Il y a eu plusieurs violations de données, ce qui indique une sécurité insuffisante, a déclaré Nighat Dad, avocat et directeur exécutif de la Digital Rights Foundation, une organisation à but non lucratif.
« Les femmes se plaignent souvent de harcèlement après que leurs informations personnelles ont été divulguées et sont militarisées pour les faire chanter », a-t-elle déclaré.
« Comme il n’y a pas de loi sur la protection des données, il n’y a aucune responsabilité même lorsque des données personnelles telles que des numéros de téléphone sont divulguées », a-t-elle ajouté.
Les violations de données qui exposent des données personnelles sont particulièrement risquées pour les groupes vulnérables tels que les journalistes, les militants et les minorités religieuses et ethniques, a déclaré Haroon Baloch, responsable principal du programme chez Bytes for All, un groupe de défense des droits numériques.
« Les citoyens ne sont pas conscients de l’utilisation de leurs données biométriques », a-t-il déclaré. « Les données personnelles jointes aux identifiants biométriques peuvent être utilisées à mauvais escient, avec de graves implications sur la vie privée non seulement pour l’individu, mais aussi pour sa famille. »

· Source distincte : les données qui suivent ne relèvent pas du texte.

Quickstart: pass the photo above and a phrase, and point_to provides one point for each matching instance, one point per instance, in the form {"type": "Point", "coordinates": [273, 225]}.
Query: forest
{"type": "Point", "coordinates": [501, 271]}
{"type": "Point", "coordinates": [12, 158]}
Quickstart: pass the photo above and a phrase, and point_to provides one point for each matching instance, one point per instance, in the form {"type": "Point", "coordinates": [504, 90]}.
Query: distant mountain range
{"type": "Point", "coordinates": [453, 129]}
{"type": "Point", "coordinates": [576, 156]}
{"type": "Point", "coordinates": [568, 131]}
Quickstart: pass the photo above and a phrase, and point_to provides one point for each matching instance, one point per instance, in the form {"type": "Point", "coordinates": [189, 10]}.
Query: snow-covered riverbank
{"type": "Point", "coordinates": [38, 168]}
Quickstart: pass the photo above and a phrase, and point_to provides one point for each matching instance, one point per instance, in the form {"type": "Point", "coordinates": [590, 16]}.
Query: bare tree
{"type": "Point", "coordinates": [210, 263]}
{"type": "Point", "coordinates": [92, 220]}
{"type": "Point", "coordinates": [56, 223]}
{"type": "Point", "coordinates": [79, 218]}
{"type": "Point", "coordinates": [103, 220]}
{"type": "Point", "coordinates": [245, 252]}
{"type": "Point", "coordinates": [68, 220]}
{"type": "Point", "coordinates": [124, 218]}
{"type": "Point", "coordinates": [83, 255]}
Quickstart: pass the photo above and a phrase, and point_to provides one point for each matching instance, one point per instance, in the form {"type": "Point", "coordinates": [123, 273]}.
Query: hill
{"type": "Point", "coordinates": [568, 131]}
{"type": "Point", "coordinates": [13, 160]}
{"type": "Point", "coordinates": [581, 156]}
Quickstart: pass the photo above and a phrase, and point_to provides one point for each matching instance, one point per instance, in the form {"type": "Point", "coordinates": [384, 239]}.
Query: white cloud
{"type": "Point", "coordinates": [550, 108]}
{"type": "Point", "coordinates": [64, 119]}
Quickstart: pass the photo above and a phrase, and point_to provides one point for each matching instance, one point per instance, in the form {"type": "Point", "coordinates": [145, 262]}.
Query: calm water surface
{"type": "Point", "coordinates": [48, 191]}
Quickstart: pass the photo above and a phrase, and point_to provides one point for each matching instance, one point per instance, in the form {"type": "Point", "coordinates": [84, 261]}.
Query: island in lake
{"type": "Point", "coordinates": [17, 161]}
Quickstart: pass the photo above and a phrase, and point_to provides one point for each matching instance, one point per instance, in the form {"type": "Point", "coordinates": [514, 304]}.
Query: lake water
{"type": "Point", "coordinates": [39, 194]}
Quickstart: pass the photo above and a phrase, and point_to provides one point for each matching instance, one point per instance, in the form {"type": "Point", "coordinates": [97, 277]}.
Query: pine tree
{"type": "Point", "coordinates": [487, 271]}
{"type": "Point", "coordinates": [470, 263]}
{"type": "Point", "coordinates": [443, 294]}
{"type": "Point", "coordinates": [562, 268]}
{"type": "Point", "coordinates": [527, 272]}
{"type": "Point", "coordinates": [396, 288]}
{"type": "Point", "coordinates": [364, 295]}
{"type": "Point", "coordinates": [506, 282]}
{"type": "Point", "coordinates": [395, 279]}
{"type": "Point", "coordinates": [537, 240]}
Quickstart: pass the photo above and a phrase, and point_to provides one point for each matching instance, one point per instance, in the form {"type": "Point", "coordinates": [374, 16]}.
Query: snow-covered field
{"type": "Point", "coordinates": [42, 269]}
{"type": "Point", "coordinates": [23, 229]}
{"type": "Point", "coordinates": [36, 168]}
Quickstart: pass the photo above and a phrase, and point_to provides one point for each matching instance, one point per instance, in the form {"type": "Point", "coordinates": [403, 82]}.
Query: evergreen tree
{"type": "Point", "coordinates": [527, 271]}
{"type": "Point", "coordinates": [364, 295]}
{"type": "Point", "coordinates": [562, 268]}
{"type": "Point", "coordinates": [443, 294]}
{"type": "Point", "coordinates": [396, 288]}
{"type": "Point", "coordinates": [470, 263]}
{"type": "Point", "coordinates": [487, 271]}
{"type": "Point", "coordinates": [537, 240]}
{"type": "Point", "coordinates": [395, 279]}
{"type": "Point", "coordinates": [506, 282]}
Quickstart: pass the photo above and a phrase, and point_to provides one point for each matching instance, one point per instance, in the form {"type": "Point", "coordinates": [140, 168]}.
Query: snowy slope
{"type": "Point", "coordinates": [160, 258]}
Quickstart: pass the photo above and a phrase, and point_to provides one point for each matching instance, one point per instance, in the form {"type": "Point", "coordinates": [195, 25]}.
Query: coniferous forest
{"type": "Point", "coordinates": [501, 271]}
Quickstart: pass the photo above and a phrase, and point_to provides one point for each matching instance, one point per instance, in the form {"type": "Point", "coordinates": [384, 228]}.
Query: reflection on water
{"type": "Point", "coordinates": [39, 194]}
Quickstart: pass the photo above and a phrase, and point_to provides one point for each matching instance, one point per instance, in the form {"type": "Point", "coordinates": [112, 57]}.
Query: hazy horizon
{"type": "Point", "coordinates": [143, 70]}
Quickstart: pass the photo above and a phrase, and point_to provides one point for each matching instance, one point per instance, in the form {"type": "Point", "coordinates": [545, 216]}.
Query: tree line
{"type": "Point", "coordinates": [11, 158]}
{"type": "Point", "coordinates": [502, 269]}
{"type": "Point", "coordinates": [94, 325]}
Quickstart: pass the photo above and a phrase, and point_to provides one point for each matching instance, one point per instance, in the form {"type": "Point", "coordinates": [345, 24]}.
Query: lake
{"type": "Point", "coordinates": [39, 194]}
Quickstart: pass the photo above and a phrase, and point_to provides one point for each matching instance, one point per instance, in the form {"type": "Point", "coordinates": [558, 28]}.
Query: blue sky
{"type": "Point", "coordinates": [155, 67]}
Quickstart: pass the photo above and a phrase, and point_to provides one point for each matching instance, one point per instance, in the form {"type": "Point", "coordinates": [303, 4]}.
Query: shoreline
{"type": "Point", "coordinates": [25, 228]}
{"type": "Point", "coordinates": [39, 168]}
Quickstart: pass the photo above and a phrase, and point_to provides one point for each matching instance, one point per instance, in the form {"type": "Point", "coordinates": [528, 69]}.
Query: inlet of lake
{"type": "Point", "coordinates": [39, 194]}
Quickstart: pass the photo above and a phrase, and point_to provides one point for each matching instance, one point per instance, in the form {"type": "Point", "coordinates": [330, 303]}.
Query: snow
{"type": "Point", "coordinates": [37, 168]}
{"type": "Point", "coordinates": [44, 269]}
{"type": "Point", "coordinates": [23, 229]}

Les responsables de la NADRA ont rejeté les accusations selon lesquelles les données auraient été compromises, affirmant que la base de données dispose d’un système de sécurité multicouche « qui rend le piratage impossible ».

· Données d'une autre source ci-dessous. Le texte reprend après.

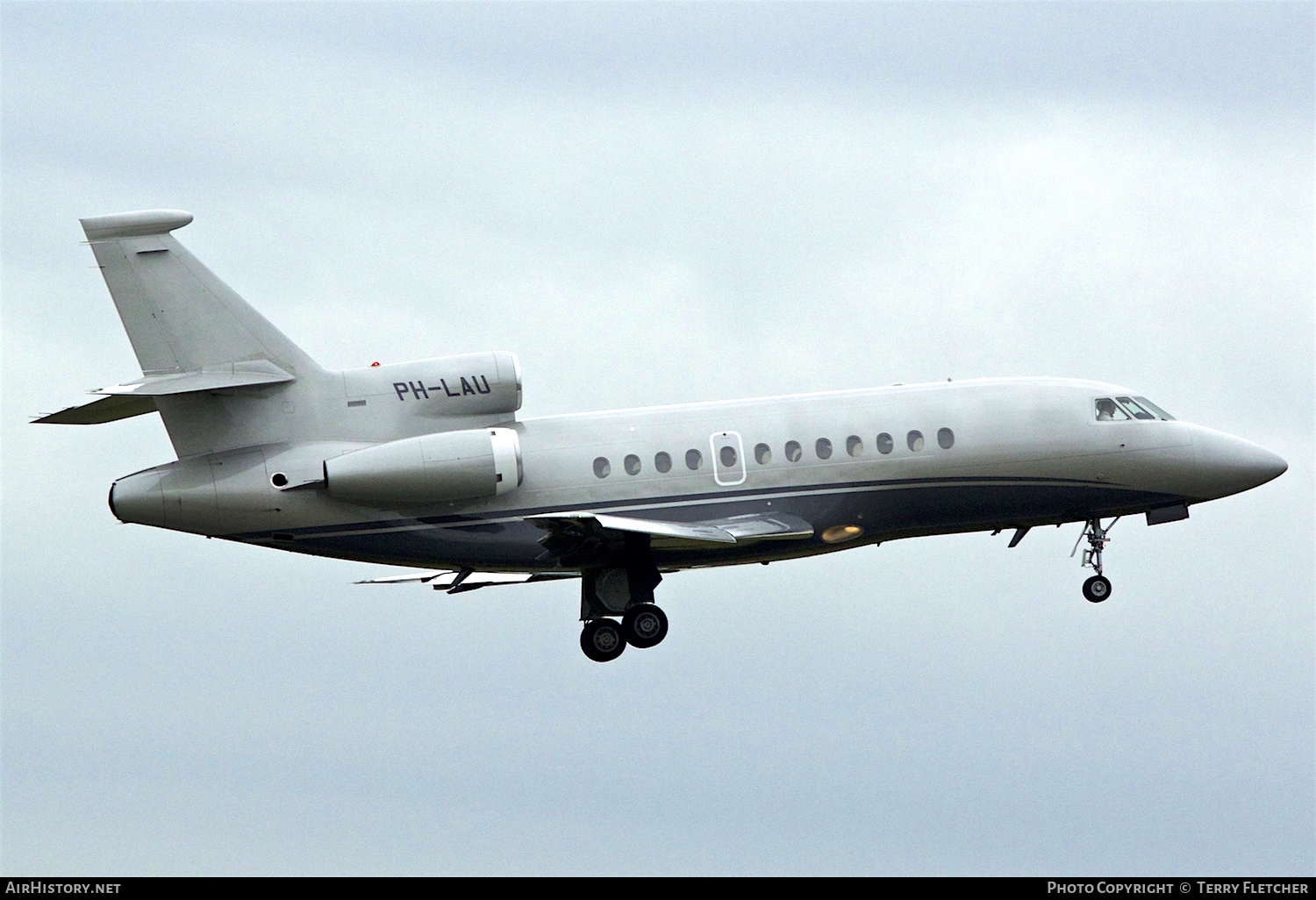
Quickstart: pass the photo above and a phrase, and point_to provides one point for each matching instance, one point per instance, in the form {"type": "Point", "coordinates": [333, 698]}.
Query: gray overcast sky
{"type": "Point", "coordinates": [652, 204]}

Le gouvernement déploiera une politique de confidentialité des données « très bientôt », a déclaré Sufi, avec des garanties adéquates pour la protection des données, et « des sanctions en cas de violation de la vie privée ou de vol de données ».
Pour Rubina, qui n’a même pas pu obtenir un vaccin COVID-19 sans CNIC, le simple fait d’obtenir l’identification est la moitié de la bataille gagnée.
« Je suis heureuse que d’autres ne souffrent pas comme moi », a-t-elle déclaré.
Reportage de Waqar Mustafa.
TEMPS GAY et Ouvertement/Fondation Thomson Reuters travaillent ensemble pour diffuser les principales actualités LGBTQ+ à un public mondial.